Esports organization TSM has announced that it is suspending its relationship with FTX, the major cryptocurrency exchange it signed a $210 million sponsorship deal with in 2021. The announcement comes just two days after TSM said it was “consulting legal counsel” on how to proceed in the wake of the crypto company’s sudden, spectacular collapse into bankruptcy.
“After monitoring the evolving situation and discussing internally, we’re suspending our partnership with FTX effective immediately,” TSM said in a statement. “This means that FTX branding will no longer appear on any of our org, team, and player social media profiles, and will also be removed from our player jerseys. This process may take some time to complete as some social platforms have made changes to their product features.”
TSM signed a 10-year, $210 million naming rights deal with FTX in June 2021, resulting in a name change to TSM FTX. But FTX fell into disarray in early November after investigations into the company’s financial health sparked a run that led to $6 billion of withdrawal requests over just three days.
The logo on the TSM website has already been changed to remove FTX, but it remains in place on Twitter for now because of the ongoing chaos at the social media company, which is preventing at least some verified users from changing their names.

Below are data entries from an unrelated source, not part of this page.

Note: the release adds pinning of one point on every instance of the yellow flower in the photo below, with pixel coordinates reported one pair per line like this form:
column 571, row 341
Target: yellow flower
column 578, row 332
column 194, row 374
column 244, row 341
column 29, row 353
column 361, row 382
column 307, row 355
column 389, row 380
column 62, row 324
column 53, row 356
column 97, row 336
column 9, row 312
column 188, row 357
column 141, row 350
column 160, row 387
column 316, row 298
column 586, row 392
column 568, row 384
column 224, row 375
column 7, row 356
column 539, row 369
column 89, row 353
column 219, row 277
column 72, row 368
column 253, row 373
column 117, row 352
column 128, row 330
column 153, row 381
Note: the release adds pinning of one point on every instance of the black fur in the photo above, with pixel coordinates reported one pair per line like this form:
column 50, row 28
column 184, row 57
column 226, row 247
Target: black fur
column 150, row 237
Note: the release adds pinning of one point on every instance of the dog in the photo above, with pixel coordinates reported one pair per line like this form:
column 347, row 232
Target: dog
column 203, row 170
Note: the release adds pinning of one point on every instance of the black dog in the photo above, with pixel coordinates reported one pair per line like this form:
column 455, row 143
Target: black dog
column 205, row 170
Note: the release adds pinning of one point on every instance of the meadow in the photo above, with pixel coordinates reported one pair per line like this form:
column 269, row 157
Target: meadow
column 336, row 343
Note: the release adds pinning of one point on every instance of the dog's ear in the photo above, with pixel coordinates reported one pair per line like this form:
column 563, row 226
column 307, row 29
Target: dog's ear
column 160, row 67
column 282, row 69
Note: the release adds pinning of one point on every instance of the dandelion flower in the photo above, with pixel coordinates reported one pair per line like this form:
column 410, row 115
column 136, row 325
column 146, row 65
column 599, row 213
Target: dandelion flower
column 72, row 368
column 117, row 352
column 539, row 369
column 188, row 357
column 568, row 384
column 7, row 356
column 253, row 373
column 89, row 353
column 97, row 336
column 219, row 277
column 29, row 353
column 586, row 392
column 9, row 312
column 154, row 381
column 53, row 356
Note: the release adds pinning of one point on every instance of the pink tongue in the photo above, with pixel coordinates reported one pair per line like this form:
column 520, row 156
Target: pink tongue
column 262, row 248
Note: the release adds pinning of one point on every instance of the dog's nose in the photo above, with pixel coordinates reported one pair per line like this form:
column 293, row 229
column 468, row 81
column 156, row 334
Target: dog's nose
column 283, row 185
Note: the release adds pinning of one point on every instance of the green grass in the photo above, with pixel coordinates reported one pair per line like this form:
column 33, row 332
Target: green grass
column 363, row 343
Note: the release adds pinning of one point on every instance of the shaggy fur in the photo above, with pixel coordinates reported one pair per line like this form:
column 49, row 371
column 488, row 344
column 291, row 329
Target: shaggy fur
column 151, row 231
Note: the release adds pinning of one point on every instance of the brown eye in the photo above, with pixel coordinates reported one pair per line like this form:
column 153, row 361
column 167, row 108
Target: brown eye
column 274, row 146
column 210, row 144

Forbes ranked TSM as the world’s most valuable esports org earlier this year, although ironically some of that $540 million valuation arose from the FTX deal. Despite that, the company said in today’s statement that it remains “a strong, profitable, and stable organization,” and said the FTX mess will not have an impact on its operating plan.
(Image credit: TSM )
TSM isn’t the only sports organization to sever ties with FTX over the past week: Brazilian esports organization Furia, which signed a one-year deal worth $3.2 million with FTX in April, pulled the plug on November 11, as did the Miami Heat of the National Basketball Association. The NBA’s Golden State Warriors followed suit a few days later.